The same goes for the families whose homes have been badly damaged. The owner is told that he can repair the damage by himself and bring the receipt to the Israel Tax Authority representative.

An Ethiopian Jewish family in Sderot whose home was hit badly three weeks ago by a Gaza missile told the Israel Tax Authority representative that they have no way of putting up 60,000 shekels. Their home remains in a shambles, with some of the rooms uninhabitable. The Israel Tax Authority representative simply shrugged his shoulders and repeated that he waited for a receipt for the repairs so that he could help this immigrant family.

That family is still walking among the rubble of their home.

A woman who has tried to operate her damaged store, Michele Kriza, has been waiting for more than a week for the appraiser to tell her what to do about the damage. Meanwhile, she operates her store with her windows completely shattered and debris all over the place, because she does not have the funds for repairs.

In preparation for this article, this reporter wrote to the Israel Tax Authority to find out why the government will only help people who have cash to repair their homes and businesses. The spokesperson for the Israel Tax Authority wrote back immediately that the procedure has changed, and that the government would be pleased to allocate funds to help do the repairs, in accordance with plans that the merchant or homeowner would present to their representative on the scene. Except that no one in Sderot knew about this change of policy, including the Israel Tax Authority. Now they do - because of one letter to one reporter from the Israel Tax Authority.

All the more reason why towns like Sderot need an emergency clearing house where all the residents would find what do to and where to go for help when a missile hits, while at the same time finding out how they can get emergency mental health support (particularly in a town of 20,000 people with six psychologists). And since so many people in Sderot do not speak or read Hebrew, the authorities much reach out to them in their own language at a time of crisis.

During this week of what has been described as a 'ceasefire,' Sderot residents hesitated to leave their homes. People with cars have started to shop in Ashkelon. Many store owners say that if this situation goes on for another month, this town is going to be a ghost town. Shops that have been around for decades will close down, too.

All week long, what people on the streets were saying was that a lull in the missiles should be used to build a clearing house, to start a trauma center, and to finish the reinforcement of all the schools, kindergartens and shelters, and to gets more than the six psychologists on staff today in Sderot.

On an encouraging note, in a special session on the situation in Sderot last week, the Israeli cabinet did allocate funds to buttress the mental health services of Sderot and to create clearing house information centers throughout the city. The question remains as to how long this will take to come to fruition.

Meanwhile, on Friday morning, two missiles hit near Sderot. People on the streets were again terrified and ran for cover. However, no one was killed or injured. Reports of these missiles made the 9:00 am news casts of the Voice of Israel and disappeared from the news by 11:00 am. After all, only when it bleeds does it lead.

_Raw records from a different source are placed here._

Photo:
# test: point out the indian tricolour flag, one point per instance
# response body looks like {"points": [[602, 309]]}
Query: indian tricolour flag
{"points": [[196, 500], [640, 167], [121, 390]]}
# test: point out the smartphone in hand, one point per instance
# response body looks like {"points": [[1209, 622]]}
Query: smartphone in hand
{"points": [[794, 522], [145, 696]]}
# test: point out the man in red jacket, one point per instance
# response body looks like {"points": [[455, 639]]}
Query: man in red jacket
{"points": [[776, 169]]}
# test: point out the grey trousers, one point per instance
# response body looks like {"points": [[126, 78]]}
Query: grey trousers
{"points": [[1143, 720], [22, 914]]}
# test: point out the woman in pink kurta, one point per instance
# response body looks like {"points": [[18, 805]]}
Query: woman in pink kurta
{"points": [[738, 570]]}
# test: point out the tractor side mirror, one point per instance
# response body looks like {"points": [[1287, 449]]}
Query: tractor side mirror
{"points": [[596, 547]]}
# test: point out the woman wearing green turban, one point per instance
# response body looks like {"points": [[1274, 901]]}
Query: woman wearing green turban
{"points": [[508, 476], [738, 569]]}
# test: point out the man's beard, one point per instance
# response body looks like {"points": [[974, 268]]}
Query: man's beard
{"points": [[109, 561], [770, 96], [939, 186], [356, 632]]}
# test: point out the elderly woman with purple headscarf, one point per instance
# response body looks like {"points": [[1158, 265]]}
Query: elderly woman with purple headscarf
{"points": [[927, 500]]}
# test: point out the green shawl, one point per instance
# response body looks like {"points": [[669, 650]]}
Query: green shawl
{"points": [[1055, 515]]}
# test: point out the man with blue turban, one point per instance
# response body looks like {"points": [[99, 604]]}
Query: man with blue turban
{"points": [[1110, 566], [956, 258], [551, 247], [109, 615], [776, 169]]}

The spokesman for the Israeli Foreign Ministry was asked if this does not mean that there is no ceasefire. His response: "We prefer to see this as a violation of the ceasefire."

The Foreign Ministry does not seem to know that this is not a ceasefire. It is a hudna, which in Arabic lore is tantamount to preparation for the next round of war with the infidels. And no one hides the fact that the Arabs in Gaza are getting ready for the next round.